Plaine deltaïque actuelle, avec à l'avant-plan les ruines des Grands Thermes de la ville d'Utique, puis une évocation de la baie marine antique. ©Elisa Pleuger

Utique : Quand un fleuve scelle le destin d’une importante cité antique maritime

Archéologie

Comment un important comptoir maritime comme le fut la cité d’Utique en Tunisie a-t-il pu se retrouver isolé à dix kilomètres à l’intérieur des terres ? Où sont passés les ports phénicien et romain dont César et d’autres auteurs anciens ont vanté les mérites ? C’est notamment à ces questions qu’une équipe internationale et pluridisciplinaire a tenté de répondre par l’analyse d’une série de carottages profonds réalisés dans le delta de la Medjerda (Tunisie septentrionale), autour des ruines de la ville d’Utique.

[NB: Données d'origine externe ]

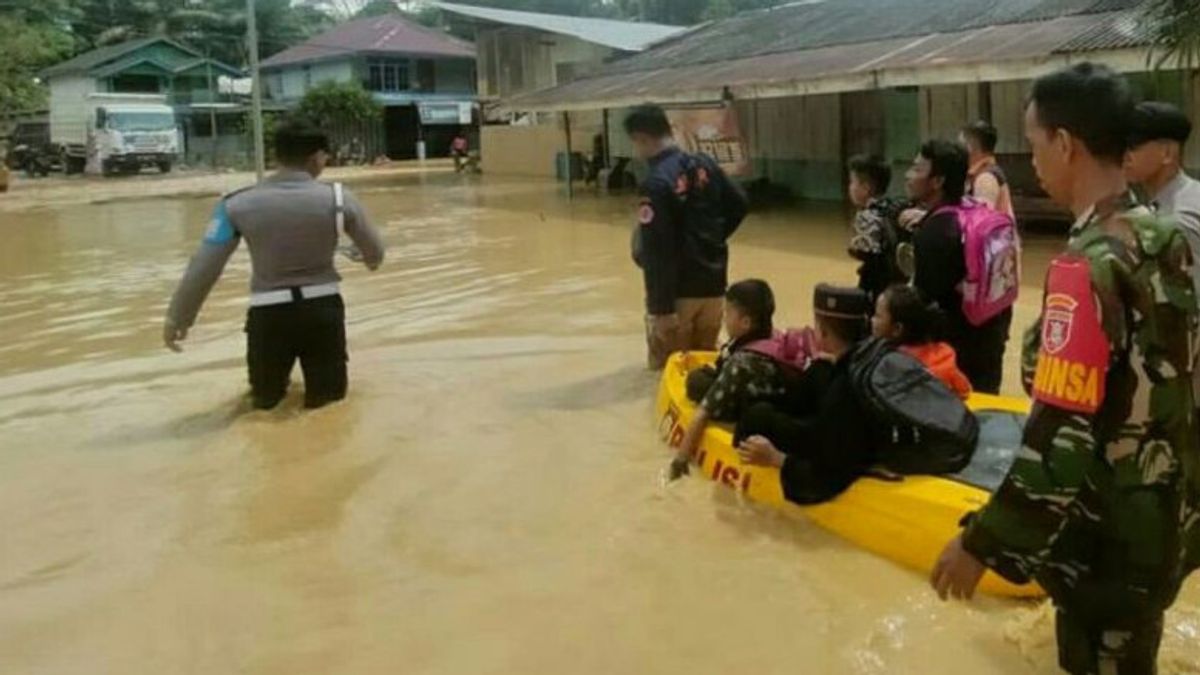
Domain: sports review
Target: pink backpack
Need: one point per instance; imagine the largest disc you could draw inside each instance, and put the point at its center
(993, 260)
(795, 347)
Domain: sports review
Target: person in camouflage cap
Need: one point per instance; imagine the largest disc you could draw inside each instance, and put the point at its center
(1102, 505)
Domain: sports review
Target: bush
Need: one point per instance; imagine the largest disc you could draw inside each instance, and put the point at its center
(340, 102)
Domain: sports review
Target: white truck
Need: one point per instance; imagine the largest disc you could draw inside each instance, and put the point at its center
(108, 133)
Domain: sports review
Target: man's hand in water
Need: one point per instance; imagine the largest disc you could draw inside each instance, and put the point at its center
(679, 467)
(958, 573)
(172, 335)
(760, 452)
(664, 327)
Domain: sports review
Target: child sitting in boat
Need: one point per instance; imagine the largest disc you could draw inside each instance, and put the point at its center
(753, 365)
(906, 320)
(821, 440)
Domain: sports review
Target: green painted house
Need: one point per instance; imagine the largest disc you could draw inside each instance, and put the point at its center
(150, 65)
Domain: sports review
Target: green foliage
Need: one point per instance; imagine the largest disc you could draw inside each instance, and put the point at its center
(25, 49)
(339, 102)
(1175, 27)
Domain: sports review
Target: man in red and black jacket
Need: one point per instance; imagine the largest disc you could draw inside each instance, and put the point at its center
(688, 210)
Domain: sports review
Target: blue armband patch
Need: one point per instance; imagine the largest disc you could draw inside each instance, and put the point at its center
(221, 230)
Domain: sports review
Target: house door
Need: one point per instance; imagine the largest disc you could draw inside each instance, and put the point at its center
(401, 131)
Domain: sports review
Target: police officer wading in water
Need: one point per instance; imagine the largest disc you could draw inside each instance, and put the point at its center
(689, 209)
(291, 223)
(1102, 505)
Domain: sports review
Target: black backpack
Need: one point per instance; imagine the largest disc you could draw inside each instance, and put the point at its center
(923, 426)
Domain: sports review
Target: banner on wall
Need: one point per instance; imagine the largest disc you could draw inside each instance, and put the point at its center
(715, 132)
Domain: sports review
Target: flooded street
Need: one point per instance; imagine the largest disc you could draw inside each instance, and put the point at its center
(489, 499)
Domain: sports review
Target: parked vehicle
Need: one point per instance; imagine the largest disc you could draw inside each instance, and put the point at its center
(31, 151)
(115, 133)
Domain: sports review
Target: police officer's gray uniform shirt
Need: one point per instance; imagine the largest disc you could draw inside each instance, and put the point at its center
(289, 223)
(1181, 198)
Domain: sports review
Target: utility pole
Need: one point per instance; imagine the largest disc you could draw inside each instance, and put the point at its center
(256, 88)
(213, 108)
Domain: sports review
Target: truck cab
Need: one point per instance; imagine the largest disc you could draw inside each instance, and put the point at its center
(126, 137)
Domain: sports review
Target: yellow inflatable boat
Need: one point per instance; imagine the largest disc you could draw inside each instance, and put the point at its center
(907, 521)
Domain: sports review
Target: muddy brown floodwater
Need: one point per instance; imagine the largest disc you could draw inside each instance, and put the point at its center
(489, 500)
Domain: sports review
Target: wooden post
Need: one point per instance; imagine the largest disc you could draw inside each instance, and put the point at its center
(256, 89)
(607, 157)
(570, 177)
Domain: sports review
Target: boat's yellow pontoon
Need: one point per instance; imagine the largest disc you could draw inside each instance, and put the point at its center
(909, 521)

Menées avec les scientifiques du laboratoire Archéorient, Maison de l’Orient et de la Méditerranée (UMR5133, CNRS - Université Lumière Lyon 2), de Lyon, de l’Institut National du Patrimoine de Tunisie, des universités de Tunis, de Liège, d’Oxford, ces recherches viennent d’être publiées dans la revue Quaternary Science Reviews.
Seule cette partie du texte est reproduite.